LES ALÉAS D’ORIGINE MINIÈRE EN NORD PAS-DE-CALAIS
Il s’agit ici de décrire sommairement les phénomènes susceptibles de se produire dans les anciennes zones d’exploitation minière :

  • L’émanation de gaz de mine
    Certains milieux géologiques peuvent être à l’origine de propagation de gaz explosifs ou nocifs. C’est en particulier le cas des gisements de houille et donc des mines de charbon qui sont le lieu d’émanation de méthane (grisou) pouvant se propager en surface. Dans le Boulonnais, l’aléa gaz de mine est lié à la possibilité d’émission de dioxyde de carbone (CO2).
  • L’effondrement localisé (ou fontis)
    Il s’agit d’un mouvement de terrain plus ou moins brutal qui est lié à la présence de zones exploitées à faible profondeur, il se manifeste par l’enfoncement brutal de plusieurs mètres d’une zone relativement limitée (dimensions pouvant aller du mètre à quelques dizaines de mètre). Ce type de phénomène peut également être lié à la présence d’un ancien puits.
  • L’affaissement
    Il s’agit d’un mouvement de terrain progressif qui est lié à la présence de grandes zones exploitées à plus grande profondeur (de quelques dizaines de mètres à plusieurs centaines de mètres), il se manifeste par le tassement progressif des terrains de surface et la formation d’une cuvette d’affaissement. Le retour d’expérience et les études réalisées sur les différents bassins miniers français et européens indiquent que les affaissements miniers se produisent durant l’exploitation et ne peuvent plus être distingués des mouvements naturels du sol cinq ans après l’arrêt de l’exploitation.
  • Le tassement
    Il s’agit d’un mouvement de terrain progressif qui s’apparente à un affaissement mais avec des effets de moindre ampleur. Ce phénomène est lié à un décompactage de matériaux soit à faible profondeur (galeries remblayées ou effondrées par exemple), soit sur des stockages de stériles (terrils, bassins à schlamms)
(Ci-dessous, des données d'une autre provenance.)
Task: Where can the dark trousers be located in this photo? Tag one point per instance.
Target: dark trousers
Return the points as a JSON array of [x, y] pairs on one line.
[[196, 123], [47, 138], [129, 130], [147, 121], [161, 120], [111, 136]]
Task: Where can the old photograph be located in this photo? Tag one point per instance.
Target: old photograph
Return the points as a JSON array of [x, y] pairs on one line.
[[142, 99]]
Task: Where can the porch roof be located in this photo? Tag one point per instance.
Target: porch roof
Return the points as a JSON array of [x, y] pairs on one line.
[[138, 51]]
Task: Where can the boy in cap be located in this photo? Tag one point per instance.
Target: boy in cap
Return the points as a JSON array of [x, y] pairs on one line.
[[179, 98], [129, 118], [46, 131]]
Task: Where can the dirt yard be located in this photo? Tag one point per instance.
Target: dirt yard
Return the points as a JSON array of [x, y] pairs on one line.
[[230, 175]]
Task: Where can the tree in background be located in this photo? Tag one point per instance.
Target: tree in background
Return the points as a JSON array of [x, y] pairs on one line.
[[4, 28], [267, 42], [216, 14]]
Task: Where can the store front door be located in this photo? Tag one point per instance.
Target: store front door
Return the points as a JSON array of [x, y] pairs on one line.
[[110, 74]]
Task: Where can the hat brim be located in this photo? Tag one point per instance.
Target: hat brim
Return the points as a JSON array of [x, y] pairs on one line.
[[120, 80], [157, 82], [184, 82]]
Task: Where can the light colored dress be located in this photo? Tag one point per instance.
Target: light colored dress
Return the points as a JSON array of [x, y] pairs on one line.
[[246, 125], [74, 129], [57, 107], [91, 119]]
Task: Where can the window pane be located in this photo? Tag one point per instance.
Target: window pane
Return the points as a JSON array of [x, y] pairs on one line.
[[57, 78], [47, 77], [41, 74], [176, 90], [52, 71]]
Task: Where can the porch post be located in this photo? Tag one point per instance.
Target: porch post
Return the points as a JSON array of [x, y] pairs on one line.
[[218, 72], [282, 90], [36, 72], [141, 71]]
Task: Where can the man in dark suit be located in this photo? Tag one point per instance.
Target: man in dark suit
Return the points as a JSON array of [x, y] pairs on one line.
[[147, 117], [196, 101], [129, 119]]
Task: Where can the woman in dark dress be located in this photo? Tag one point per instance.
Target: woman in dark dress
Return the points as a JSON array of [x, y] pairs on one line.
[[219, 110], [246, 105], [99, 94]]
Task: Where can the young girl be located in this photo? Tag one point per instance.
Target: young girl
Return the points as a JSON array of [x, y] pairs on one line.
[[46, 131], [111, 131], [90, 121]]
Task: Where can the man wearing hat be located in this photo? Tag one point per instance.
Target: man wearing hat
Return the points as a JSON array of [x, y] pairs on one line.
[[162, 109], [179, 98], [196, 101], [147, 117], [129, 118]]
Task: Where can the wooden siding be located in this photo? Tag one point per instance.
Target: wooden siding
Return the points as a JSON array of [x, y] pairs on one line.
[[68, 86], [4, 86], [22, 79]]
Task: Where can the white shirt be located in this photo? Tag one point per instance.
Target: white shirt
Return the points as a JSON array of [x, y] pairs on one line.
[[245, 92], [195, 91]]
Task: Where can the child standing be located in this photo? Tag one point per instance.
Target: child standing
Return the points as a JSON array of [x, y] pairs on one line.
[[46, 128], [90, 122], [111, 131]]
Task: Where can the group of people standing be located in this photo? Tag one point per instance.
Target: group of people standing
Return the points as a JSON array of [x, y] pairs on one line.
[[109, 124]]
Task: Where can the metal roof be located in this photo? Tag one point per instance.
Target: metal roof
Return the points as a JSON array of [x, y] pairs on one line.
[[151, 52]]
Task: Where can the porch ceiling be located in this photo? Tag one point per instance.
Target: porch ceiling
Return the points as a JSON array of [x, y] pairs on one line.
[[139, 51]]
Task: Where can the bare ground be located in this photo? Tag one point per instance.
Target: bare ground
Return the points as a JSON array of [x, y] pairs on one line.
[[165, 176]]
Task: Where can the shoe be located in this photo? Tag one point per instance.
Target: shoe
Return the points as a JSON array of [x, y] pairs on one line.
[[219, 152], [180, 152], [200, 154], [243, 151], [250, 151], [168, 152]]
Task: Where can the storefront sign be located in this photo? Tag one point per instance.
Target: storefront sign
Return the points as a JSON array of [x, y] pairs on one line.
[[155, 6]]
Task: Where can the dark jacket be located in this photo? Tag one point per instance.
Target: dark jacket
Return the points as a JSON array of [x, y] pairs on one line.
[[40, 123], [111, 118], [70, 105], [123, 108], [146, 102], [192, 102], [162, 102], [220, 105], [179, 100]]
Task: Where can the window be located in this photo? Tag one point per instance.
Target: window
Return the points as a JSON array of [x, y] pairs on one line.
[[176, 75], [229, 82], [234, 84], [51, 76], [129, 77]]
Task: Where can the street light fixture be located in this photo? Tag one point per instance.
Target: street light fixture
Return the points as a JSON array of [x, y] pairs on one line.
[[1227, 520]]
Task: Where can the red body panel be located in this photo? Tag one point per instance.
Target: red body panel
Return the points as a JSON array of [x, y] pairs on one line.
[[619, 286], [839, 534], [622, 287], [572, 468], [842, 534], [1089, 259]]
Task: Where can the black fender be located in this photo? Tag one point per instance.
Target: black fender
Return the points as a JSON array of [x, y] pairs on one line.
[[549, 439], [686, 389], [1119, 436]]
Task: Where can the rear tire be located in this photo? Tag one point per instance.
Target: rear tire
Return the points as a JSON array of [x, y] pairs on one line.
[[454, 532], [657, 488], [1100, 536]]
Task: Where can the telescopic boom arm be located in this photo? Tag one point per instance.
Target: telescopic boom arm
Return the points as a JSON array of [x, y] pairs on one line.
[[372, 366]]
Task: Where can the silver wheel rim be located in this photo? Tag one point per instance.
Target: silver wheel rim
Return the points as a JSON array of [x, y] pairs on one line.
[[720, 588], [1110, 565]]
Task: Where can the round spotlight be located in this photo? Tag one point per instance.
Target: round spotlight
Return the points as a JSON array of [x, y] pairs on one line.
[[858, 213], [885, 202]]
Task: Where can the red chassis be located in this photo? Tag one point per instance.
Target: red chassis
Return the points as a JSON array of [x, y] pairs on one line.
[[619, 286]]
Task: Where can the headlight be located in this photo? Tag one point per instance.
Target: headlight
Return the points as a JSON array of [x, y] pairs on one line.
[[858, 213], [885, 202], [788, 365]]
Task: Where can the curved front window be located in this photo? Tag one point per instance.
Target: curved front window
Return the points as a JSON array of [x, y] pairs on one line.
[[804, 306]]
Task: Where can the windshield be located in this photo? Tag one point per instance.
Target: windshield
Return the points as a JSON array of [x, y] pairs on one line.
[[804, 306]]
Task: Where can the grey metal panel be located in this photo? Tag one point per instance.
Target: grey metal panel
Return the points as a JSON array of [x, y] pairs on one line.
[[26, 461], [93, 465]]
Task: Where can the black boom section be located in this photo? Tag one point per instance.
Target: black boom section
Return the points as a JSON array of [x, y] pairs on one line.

  • Les glissements de terrain
    Il s’agit de mouvements de terrain plus ou moins rapides entrainant un déplacement de matériaux. Les glissements sont dits superficiels lorsque peu de matière est entraînée (ravinage par exemple), ou profonds lorsque les volumes sont plus importants. Les glissements de terrains sont généralement rencontrés sur les ouvrages de dépôts (terrils, bassins à schlamms), ou les mines à ciel ouvert.
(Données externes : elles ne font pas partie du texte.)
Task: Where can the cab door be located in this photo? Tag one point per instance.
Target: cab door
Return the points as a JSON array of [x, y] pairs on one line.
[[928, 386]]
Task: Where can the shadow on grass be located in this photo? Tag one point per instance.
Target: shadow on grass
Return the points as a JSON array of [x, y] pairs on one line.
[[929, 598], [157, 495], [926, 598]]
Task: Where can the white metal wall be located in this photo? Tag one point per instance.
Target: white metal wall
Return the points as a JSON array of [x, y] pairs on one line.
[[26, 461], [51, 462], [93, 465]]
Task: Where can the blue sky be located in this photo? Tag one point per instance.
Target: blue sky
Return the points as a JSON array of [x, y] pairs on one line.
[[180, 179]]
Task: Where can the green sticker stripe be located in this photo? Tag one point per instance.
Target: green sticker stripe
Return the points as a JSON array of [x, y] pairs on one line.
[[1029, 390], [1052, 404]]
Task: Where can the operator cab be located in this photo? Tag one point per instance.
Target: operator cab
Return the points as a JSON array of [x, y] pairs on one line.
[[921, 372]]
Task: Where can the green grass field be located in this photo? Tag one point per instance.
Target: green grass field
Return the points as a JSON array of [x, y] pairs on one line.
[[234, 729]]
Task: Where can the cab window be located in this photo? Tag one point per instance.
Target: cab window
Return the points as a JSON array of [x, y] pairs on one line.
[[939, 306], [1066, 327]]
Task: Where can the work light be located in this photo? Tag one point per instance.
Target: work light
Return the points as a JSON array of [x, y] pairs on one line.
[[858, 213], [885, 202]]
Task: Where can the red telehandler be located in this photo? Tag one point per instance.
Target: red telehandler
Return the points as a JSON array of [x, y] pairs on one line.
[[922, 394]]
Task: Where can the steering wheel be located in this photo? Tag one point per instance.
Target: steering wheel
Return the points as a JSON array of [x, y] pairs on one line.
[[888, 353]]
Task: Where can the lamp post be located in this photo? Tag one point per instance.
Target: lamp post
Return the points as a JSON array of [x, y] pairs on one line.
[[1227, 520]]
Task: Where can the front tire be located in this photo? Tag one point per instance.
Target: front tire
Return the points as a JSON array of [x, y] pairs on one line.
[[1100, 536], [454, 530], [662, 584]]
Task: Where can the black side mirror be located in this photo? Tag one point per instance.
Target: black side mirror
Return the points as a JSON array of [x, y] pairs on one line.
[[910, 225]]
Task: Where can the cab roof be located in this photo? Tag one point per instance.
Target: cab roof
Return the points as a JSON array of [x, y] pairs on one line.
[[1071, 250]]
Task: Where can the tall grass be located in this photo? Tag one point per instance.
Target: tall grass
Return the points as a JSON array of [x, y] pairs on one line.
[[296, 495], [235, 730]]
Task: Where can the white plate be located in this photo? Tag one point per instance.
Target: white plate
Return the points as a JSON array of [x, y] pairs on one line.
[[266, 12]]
  • Échauffement (Combustion)
    Il s’agit d’un phénomène lié à la combustion des résidus de charbons contenus dans certains dépôts de stériles. Des températures très élevées peuvent alors être atteintes.
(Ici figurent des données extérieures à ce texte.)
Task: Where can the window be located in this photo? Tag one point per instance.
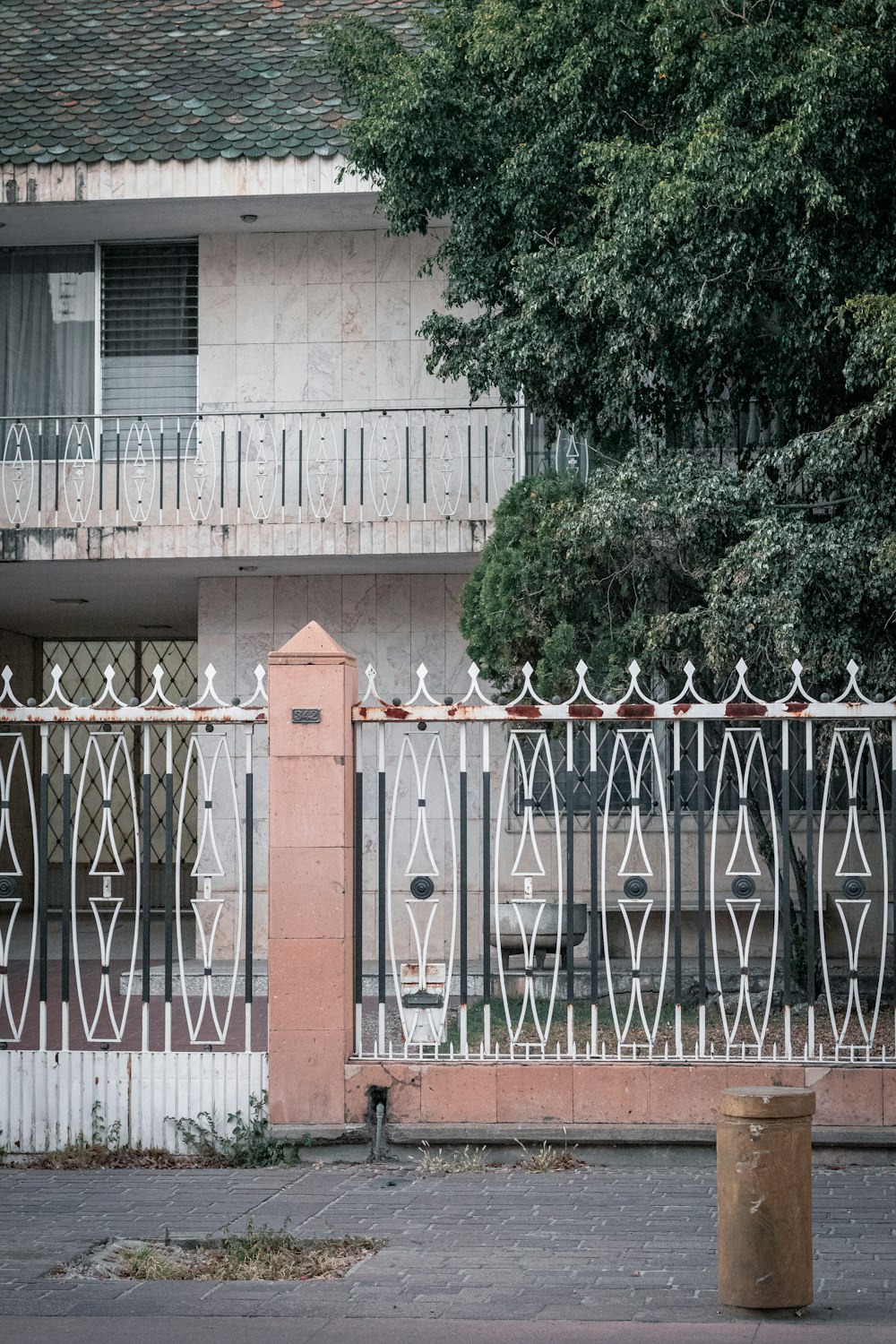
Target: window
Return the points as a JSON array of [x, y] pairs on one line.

LES MESURES DE SURVEILLANCE ET DE PRÉVENTION
Afin de prévenir les aléas miniers dans la région un dispositif de prévention et de surveillance a été mis en place. Ce dispositif se compose :

  • d’un suivi de la remontée des eaux souterraines jusqu’à ennoyage complet des travaux miniers, à partir du réseau de suivi pièzométrique ;
  • d’un suivi de la pression de gaz en tète des puits matérialisés et des sondages de décompression ;
  • d’un suivi semestriel des colonnes de remblai et de l’atmosphère en tête des puits matérialisés ;
  • d’un suivi d’un réseau de mesure automatisé de la pression de gaz au niveau de dix puits et quinze sondages, auxquels il convient d’ajouter les six points de mesure de l’exploitant Gazonor ;
  • d’un suivi de l’état d’avancement de la combustion des terrils par contrôle thermographique aérien tous les deux ans et par des visites sur site pour les terrils relevant de la responsabilité de l’État ;
  • d’un suivi du bon fonctionnement des installations de relevage des eaux de surface par leur propriétaire ou responsable respectif. Ainsi les 54 stations appartenant jusque fin 2007 à Charbonnages de France font l’objet de visites régulières et d’un suivi permanent du bon fonctionnement des pompes par téléalarme.
    Ces mesures de prévention et de surveillance ont été transférées à l’État avant la dissolution de Charbonnages de France entrée en vigueur le 1er janvier 2008.